Book Review: Tales of Tharassas

Title: Tales of Tharassas 

Author: J. Scott Coatsworth 

Date: 2023 

Publisher: Other Worlds Ink 

Quote: "Why is your skin so light?" 

In a far-off future humans have colonized a few other planets. One of them is Tharassas, whose indigenous populations include animals called emps that ride around on their humans and observe what others are feeling about them. 

 You might think that this would make it easier for people to get along with each other. You'd be wrong. The population of Tharassas are descendants of a group of Earth people who rejected enforced "diversity" guidelines so you know they're vicious White racists... Sigh. It is possible to write good stories that happen to express fashionable, politically correct, ideas but it's all too easy for p.c. thinkers to crank out political tracts that express nothing but p.c. ideas, and that's what Tales of Tharassas is. The identity politics that are so tedious today, according to this book, will never end. How discouraging. 

There's a story about race hate, during the stage when people on supply ships from earth are hailed as "angels" so a little Black boy gets to see his grandfather as an "angel," and a story about lesbians who don't get to become a couple, and a story about homosexual men who get to be a couple briefly, and that's all there is to this book. 

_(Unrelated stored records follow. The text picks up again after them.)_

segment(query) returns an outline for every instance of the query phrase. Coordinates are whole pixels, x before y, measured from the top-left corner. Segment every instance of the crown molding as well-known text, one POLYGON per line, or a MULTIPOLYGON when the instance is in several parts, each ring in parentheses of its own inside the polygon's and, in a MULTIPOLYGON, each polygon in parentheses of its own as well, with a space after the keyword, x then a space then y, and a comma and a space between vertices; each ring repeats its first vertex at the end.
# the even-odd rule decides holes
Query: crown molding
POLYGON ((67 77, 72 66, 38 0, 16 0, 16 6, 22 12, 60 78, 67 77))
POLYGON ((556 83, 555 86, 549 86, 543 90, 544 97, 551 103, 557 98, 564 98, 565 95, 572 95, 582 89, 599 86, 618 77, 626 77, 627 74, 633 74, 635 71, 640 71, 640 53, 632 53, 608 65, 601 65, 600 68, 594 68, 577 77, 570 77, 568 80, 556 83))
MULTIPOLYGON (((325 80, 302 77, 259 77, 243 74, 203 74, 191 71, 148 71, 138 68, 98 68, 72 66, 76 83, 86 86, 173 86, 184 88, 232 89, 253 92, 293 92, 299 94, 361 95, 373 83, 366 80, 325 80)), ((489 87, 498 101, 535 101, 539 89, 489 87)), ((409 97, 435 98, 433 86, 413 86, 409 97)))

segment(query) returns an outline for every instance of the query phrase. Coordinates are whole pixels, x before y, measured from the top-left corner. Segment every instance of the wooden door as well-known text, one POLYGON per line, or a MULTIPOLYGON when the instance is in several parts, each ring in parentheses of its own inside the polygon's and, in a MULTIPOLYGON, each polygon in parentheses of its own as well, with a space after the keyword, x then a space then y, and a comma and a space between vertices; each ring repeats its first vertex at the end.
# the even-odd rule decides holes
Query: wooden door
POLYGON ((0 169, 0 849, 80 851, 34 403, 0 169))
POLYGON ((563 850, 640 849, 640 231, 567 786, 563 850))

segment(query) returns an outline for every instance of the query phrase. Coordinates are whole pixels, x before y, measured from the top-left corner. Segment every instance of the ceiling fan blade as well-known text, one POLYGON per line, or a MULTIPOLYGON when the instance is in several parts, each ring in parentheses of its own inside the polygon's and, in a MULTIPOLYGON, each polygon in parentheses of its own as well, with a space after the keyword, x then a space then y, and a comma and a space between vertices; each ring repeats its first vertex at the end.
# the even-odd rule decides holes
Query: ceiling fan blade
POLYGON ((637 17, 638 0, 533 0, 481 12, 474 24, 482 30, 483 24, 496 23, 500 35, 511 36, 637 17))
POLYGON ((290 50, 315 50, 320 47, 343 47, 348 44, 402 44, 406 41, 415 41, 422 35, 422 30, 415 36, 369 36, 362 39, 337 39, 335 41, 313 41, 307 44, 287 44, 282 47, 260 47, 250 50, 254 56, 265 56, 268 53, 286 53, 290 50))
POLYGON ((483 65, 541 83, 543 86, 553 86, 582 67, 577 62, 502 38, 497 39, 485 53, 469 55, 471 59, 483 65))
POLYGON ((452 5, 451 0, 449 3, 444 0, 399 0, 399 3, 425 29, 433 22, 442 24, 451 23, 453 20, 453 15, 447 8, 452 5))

And of course socialism is taken for granted. Farmers live on land granted to them by the government, not land they've claimed by agreement with their fellow colonists. Is that the problem? In a more libertarian fantasy series, the author had written ten or eleven volumes about the world he'd invented before someone complained that no one in it seemed to be Black. Actually most characters weren't described and many weren't human...anyway the author promptly brought in a lot of Black Americans and led them to a likely spot for a new human settlement, near a lake that featured a population of alligator-like creatures called chobees. Their local guides asked someone in the settlement on the other side of the lake, "Would you like to see more humans across the lake from you?" They would, their spokesman said. "Do you care what color they are?" After some thought their spokesman said "We might prefer that they not be green, to avoid confusion with the chobees." When people are free to take responsibility for their own lives, do the ones who are not trying to coexist with alligators care whether their neighbors' faces are green? 

Coatsworth isn't young but neither does he seem to be old enough to be excused for writing stories that imagine that political debates that are really behind most of humankind in 2023 might be forgotten by the year 2400. It's like reading fiction from the year 1700 in which the writer expected Barbados to be a penal colony for Britain and the other British colonies in 2023 and imagined that slaves would still be needed to tan the hide to make buggy whips. 

"Did you love these stories? Click to buy more," a link in the e-book shamelessly advertises. I did not love the stories. Tharassas is a relatively appealing science fiction planet, with sentient plants and three-winged birds; too bad the best thing to be said for its population is that they make real human beings look nice.